After a while, he realised that this was a good basis for his little business. Nearly all the paint he sold was white, but people looked forward to a discussion about the merits of aquamarine window frames, terracotta steps, sunflower-yellow chairs, even if they still left the shop carrying tins of white paint for the walls of their houses.
The Norwegian, inspired by his immersion in paint, took up painting. Not the sort of painting that involved daubing white emulsion on walls but the application of oil paint to canvas or watercolours to paper. Drawing on his architectural background he painted the streets, houses and views of the town. Not surprisingly, given the subject, the paintings were somewhat monochrome, dominated by white. Even so, the style was distinctive and it appealed to the taste of the townspeople. Soon the Norwegian’s paintings were hanging on the living room walls of many houses. The style even came with a name that he invented for it: blancismo.
This particular day, in the market square, the Norwegian was sitting at his easel with a canvas in front of him. The Mayor came up to look over his shoulder.
“It’s very nice,” said the Mayor. “You have captured the spirit of the town.”
The Norwegian nodded his head slightly, concentrating on a slightly greyer tinge in the white wall on the other side of the building that he was painting.
“Do you ever – no reason why you should – but curious, you know? Do you ever want to add more – more colour?”
The Mayor asked his question hesitantly. After all, he was responsible for upholding the local law that all houses must be painted white. Yet he couldn’t resist secret hankerings.
The Norwegian looked a little shocked. Once he would have seized upon the Mayor’s enquiry with enthusiasm. But now he was the leading proponent of blancismo, and the Mayor’s suggestion offended his artistic sensibilities, undermined his philosophy.
“Why would I?” he replied, as calmly as he could. “Look. Step closer. Look at the colours that make up these whites. This one here, this white, it has the golden warmth of the sun beneath its skin. This white has the icy blue of shade in its pigment. This white here takes its green shadow from these leaves. There are all the colours of the rainbow contained in this white palette.”

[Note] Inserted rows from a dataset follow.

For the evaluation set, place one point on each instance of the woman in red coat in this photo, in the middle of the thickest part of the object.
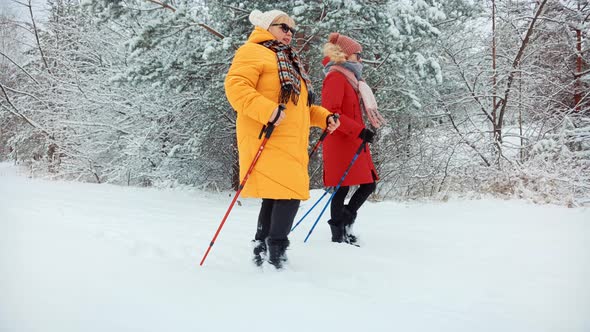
(341, 93)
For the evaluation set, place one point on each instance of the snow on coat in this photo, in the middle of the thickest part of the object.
(252, 87)
(338, 96)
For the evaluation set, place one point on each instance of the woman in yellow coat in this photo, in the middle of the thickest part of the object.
(265, 73)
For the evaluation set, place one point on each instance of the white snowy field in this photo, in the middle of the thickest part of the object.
(84, 257)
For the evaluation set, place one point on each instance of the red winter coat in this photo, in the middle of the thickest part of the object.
(338, 96)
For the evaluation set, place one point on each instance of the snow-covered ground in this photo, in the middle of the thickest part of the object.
(84, 257)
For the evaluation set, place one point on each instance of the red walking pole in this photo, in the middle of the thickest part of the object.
(268, 131)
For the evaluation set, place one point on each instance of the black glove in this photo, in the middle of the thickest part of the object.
(367, 135)
(334, 116)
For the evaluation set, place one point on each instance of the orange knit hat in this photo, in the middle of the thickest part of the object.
(348, 45)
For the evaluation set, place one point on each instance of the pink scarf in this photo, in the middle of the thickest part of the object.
(367, 98)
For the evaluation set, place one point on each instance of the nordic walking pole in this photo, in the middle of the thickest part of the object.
(356, 155)
(324, 134)
(267, 130)
(308, 211)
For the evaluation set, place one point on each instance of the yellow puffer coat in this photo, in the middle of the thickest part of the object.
(252, 87)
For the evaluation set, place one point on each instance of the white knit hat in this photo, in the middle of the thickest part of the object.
(264, 20)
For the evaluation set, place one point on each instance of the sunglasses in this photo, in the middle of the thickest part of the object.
(285, 28)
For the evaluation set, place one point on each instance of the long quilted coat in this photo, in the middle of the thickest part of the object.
(252, 87)
(338, 96)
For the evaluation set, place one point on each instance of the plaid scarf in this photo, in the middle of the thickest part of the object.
(290, 72)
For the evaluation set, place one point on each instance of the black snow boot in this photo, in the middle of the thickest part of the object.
(337, 228)
(277, 252)
(259, 252)
(348, 218)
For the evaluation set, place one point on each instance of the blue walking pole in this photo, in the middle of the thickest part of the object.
(308, 211)
(358, 152)
(322, 137)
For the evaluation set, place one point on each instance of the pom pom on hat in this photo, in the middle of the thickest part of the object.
(264, 20)
(347, 44)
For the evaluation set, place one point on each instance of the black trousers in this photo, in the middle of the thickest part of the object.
(276, 218)
(356, 201)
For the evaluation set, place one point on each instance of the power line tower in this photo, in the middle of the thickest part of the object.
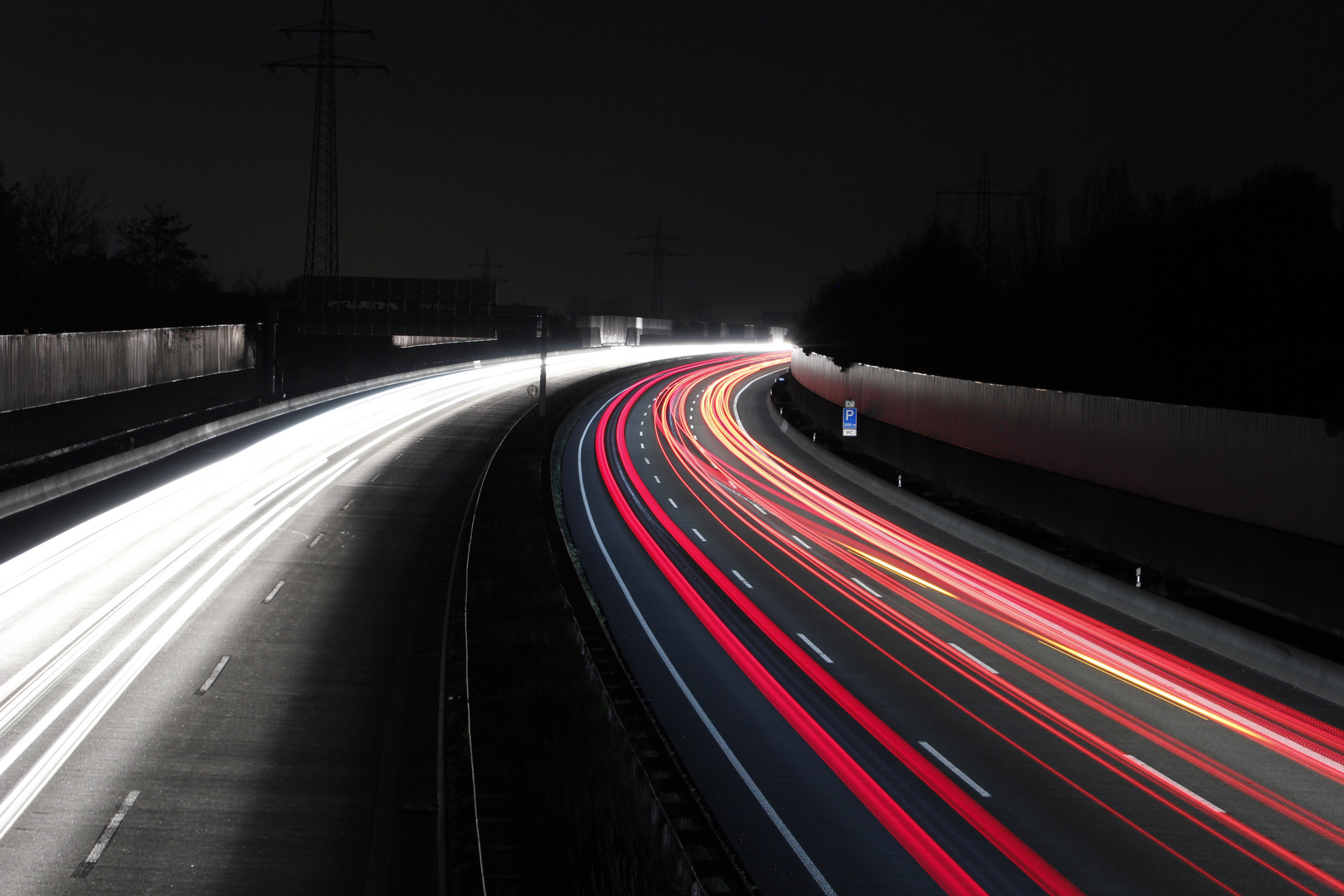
(983, 238)
(487, 266)
(659, 253)
(321, 251)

It was true, the Mayor could see, now that he looked closely. But still there was a part of him that yearned for the rainbow to be more visible.
“It gives me an idea, though,” the Mayor said. “I think it’s a good idea. Next Christmas we should have more colour in the town. Christmas is the right time for it. Lights to hang on trees. Colour in the darkness. I’ll put it to the next Council meeting.”

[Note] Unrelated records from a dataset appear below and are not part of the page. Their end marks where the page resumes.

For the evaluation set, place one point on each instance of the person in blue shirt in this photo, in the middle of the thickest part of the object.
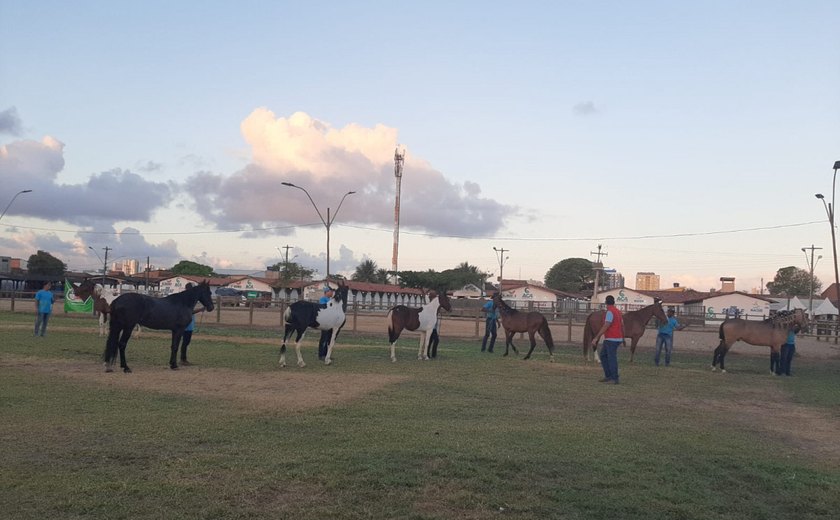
(326, 335)
(43, 301)
(788, 350)
(665, 337)
(490, 323)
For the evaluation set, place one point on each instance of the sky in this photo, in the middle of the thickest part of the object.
(686, 138)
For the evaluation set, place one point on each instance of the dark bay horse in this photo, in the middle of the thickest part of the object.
(101, 300)
(771, 332)
(531, 322)
(173, 312)
(303, 315)
(635, 323)
(423, 319)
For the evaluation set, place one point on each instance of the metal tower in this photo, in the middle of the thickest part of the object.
(399, 159)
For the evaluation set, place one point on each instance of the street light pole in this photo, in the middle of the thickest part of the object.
(327, 222)
(13, 199)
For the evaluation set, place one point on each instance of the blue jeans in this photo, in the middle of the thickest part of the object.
(41, 322)
(788, 350)
(609, 358)
(667, 341)
(489, 332)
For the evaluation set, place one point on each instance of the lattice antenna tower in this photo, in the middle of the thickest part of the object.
(399, 161)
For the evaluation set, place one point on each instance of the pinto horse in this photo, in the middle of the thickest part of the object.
(531, 322)
(771, 332)
(173, 312)
(635, 323)
(302, 315)
(423, 319)
(101, 300)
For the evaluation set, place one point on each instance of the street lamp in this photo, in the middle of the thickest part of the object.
(13, 199)
(327, 222)
(104, 262)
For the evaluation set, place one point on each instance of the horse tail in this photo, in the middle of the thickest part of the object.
(390, 318)
(545, 332)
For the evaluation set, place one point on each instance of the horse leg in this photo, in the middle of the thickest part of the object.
(300, 336)
(421, 355)
(124, 337)
(533, 344)
(173, 356)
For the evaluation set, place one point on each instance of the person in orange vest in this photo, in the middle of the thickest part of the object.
(613, 332)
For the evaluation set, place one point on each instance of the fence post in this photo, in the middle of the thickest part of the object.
(570, 326)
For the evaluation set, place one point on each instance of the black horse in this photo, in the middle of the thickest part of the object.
(303, 315)
(171, 313)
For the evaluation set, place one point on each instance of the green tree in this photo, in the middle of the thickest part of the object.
(192, 268)
(571, 274)
(463, 274)
(369, 272)
(291, 271)
(46, 264)
(792, 281)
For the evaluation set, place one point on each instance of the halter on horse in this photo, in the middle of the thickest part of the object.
(635, 323)
(423, 319)
(531, 322)
(771, 332)
(171, 313)
(302, 315)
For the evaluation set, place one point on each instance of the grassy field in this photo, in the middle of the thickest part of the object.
(468, 435)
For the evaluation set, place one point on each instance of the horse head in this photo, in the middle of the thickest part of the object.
(205, 295)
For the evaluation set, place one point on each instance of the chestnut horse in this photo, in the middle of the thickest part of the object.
(635, 323)
(101, 300)
(771, 332)
(402, 318)
(531, 322)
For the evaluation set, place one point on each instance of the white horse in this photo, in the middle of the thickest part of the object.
(422, 319)
(303, 315)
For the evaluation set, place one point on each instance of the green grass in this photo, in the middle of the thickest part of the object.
(469, 435)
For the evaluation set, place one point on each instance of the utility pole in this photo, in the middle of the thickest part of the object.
(500, 252)
(811, 263)
(598, 268)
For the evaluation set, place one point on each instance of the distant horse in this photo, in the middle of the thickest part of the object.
(514, 321)
(771, 332)
(302, 315)
(173, 312)
(101, 300)
(423, 319)
(635, 323)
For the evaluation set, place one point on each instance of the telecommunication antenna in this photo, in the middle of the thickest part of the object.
(399, 160)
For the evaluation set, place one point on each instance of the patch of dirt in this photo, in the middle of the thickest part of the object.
(284, 390)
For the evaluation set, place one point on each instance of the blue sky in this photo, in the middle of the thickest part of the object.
(164, 129)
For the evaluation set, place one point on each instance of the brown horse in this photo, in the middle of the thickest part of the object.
(423, 319)
(531, 322)
(771, 332)
(634, 326)
(101, 300)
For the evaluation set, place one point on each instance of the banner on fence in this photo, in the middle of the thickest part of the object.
(73, 303)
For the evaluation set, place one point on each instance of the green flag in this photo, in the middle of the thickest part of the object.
(74, 304)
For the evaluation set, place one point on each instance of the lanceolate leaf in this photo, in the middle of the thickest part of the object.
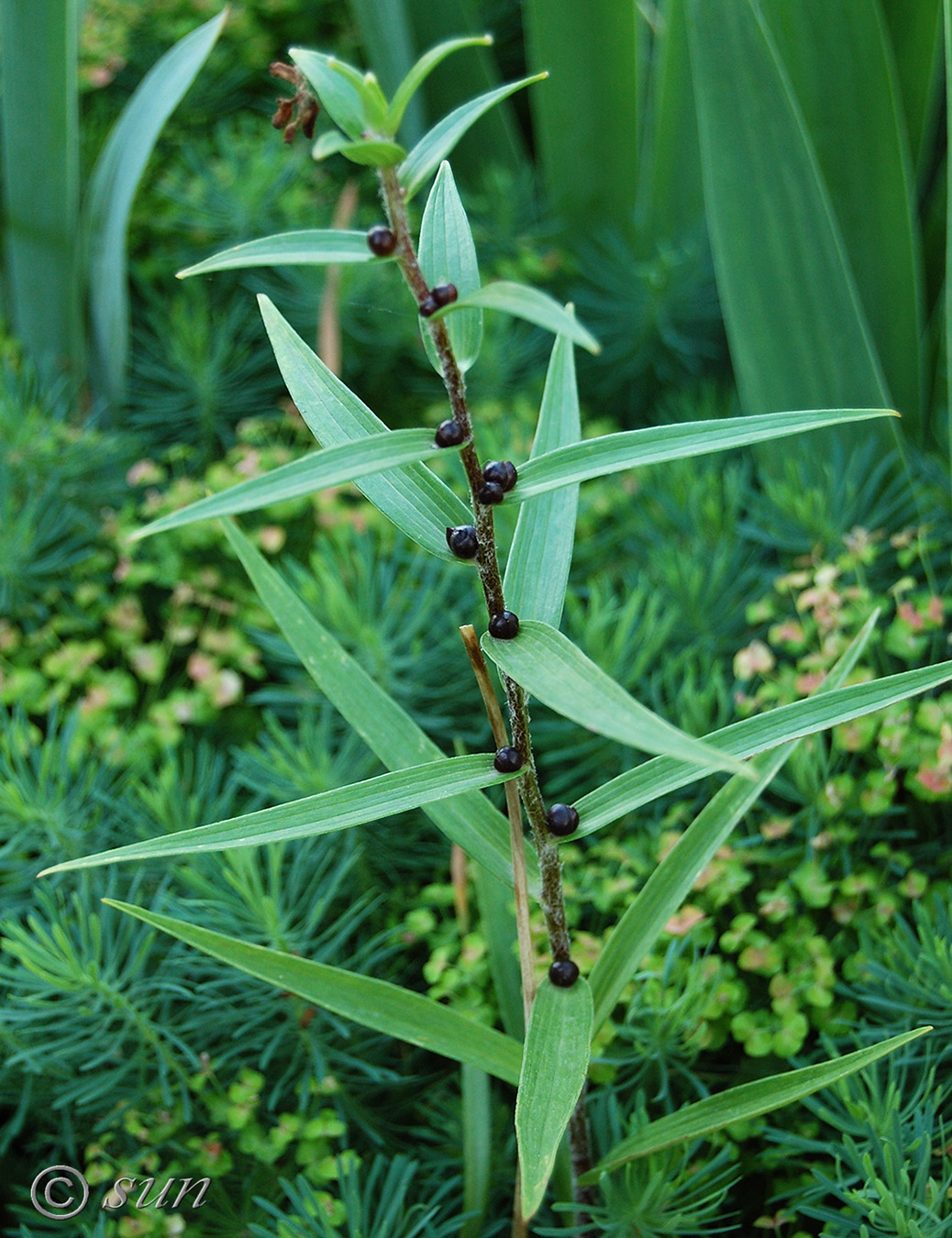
(468, 819)
(556, 671)
(369, 1001)
(630, 448)
(661, 774)
(422, 70)
(555, 1062)
(332, 466)
(413, 497)
(447, 255)
(523, 301)
(742, 1103)
(310, 247)
(340, 809)
(339, 89)
(671, 881)
(541, 551)
(113, 184)
(434, 148)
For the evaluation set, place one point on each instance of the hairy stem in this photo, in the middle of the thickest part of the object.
(552, 899)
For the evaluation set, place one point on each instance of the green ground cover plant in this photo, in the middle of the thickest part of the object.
(548, 1022)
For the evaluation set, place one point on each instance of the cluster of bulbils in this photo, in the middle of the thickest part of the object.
(499, 477)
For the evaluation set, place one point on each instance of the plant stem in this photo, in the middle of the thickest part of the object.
(552, 897)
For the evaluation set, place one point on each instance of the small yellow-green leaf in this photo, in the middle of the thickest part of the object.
(555, 1061)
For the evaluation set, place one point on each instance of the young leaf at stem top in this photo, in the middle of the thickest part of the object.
(369, 1001)
(447, 255)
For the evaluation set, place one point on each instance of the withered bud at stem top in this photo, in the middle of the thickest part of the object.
(286, 72)
(285, 110)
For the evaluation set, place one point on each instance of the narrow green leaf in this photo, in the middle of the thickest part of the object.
(743, 1103)
(632, 448)
(556, 671)
(799, 337)
(523, 301)
(541, 551)
(555, 1062)
(669, 885)
(112, 190)
(332, 466)
(843, 78)
(39, 119)
(346, 806)
(477, 1148)
(413, 497)
(660, 775)
(587, 126)
(308, 247)
(421, 71)
(340, 91)
(434, 146)
(369, 1001)
(470, 819)
(447, 255)
(368, 152)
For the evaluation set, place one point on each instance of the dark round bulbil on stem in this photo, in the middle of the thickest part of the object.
(508, 760)
(382, 240)
(502, 473)
(562, 820)
(463, 541)
(504, 626)
(491, 492)
(449, 434)
(563, 973)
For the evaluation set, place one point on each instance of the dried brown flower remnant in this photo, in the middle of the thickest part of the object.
(304, 102)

The Norwegian ignored him and carried on painting. Let him burble on, he told himself. Whatever he says or does, I will paint and my paintings will have all the colours of whiteness.
* * *
The weeks leading up to Christmas were marked by shorter, darker days and by the strange absence of joy. It was as if the people resented the relative gloom – where was the sun? – and wanted to toss the season over their shoulders. But as the days went by, as Christmas grew closer, your could sense a gathering feeling of expectation.
The Mayor walked around, more and more convinced of the rightness of his idea. Let there be light, he thought. For now, though it did not match the pictures in his head, he had to be content with street lamps, light cast from upstairs windows, the fluorescent dazzle from shops.
While Julia continued her life as usual: writing, still writing, listening to conversations and sometimes joining in, going for walks in the mountains, collecting stones from river beds.